Re-Linking

Over the past couple of years, I’ve been teeter-tottering between the need to clean up some things in this site, the notion of re-writing the engine completely (again, for the third time) or just going “static” and use something like Hugo or my little sample data pipeline to push the whole thing to a storage bucket of some kind.

That goes against thr entire philosophy of the current engine, which is heavily optimized for on-the-fly rendering (a throwback to its ancient PhpWiki origins, the time I spent tuning everything for low-level HTTP responses, stacking Varnish on top, etc.).

These days I can just use CloudFlare for all of that HTTP optimization, so a lot of that code is just sitting there. But this was also designed to be an internal Wiki engine, which is why it still has its own internal indexing, automatic re-linking and search mechanisms, and those I don’t want to throw away just yet.

In fact, I use an older, internal instance of it at home for miscellaneous stuff (I’ve yet to find a simple private Wiki that I like).

But turning the current engine into yet another static site generator is something I’ve been loathe to do. And that’s largely because it’s Python, which means it’s beautifully concise, trivially easy to hack but slow to render all the 8000+ pages that I’ve published over the past 18 years.

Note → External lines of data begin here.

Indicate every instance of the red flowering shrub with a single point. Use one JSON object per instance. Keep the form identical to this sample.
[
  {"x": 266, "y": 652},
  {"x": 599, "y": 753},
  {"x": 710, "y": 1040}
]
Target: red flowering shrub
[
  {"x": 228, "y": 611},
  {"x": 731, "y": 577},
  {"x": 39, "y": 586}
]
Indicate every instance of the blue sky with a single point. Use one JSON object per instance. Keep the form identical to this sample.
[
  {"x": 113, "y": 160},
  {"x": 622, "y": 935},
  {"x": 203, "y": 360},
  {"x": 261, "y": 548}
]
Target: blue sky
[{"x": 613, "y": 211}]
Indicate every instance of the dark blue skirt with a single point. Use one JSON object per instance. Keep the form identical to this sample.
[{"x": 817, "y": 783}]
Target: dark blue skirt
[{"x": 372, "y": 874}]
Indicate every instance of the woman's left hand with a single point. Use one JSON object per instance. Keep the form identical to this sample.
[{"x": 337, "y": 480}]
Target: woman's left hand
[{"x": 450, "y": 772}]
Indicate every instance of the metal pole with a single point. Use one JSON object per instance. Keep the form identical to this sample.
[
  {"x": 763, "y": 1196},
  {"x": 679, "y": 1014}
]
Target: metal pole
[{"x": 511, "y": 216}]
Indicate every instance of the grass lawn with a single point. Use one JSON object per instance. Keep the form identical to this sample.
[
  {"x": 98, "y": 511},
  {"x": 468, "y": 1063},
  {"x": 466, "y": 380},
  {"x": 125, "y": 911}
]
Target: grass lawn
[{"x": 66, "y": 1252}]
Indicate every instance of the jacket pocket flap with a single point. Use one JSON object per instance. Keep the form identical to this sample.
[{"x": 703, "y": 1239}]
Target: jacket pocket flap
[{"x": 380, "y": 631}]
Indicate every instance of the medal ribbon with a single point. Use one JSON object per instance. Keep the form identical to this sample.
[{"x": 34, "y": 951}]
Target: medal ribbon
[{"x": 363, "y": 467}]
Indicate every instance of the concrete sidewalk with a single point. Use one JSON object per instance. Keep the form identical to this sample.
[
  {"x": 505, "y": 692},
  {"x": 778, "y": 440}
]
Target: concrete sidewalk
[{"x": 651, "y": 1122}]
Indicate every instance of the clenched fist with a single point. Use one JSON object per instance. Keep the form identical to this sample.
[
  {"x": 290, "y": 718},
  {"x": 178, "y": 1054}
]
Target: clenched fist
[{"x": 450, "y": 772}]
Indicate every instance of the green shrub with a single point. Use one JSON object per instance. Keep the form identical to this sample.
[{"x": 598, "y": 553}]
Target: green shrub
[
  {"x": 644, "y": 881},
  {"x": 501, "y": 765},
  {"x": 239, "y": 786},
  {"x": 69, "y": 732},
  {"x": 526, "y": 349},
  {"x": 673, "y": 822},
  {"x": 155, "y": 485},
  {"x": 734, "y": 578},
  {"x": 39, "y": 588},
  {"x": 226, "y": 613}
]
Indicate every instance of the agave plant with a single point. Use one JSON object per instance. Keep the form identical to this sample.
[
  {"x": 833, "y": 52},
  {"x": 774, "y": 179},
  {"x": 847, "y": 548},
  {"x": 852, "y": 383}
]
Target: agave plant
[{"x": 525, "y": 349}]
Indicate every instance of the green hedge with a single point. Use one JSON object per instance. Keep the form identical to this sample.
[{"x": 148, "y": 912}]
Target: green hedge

On the other hand, none of the current crop of static site generators fit my needs. To point out just two examples (and yes, I’ve looked at many more) Hugo is extremely popular but would require me to edit every single file (which is just not going to happen), and Zola is by far the sanest thing I’ve found but would at least require massive batch renaming and some (less, but still a lot) of editing, largely because it decided to use TOML for front matter (which no Markdown editor currently handles properly).

And starting anew is not a trivial option, because I still use this site as a personal notepad for things of interest as my pages on JavaScript, Python and Clojure readily attest. And that kind of content relies on a heavily customized bit of link table generation I would always have to code in somehow.

But either way it goes (and I’m currently leaning for rolling my own as a quick hack) I need to do a few things ahead of time.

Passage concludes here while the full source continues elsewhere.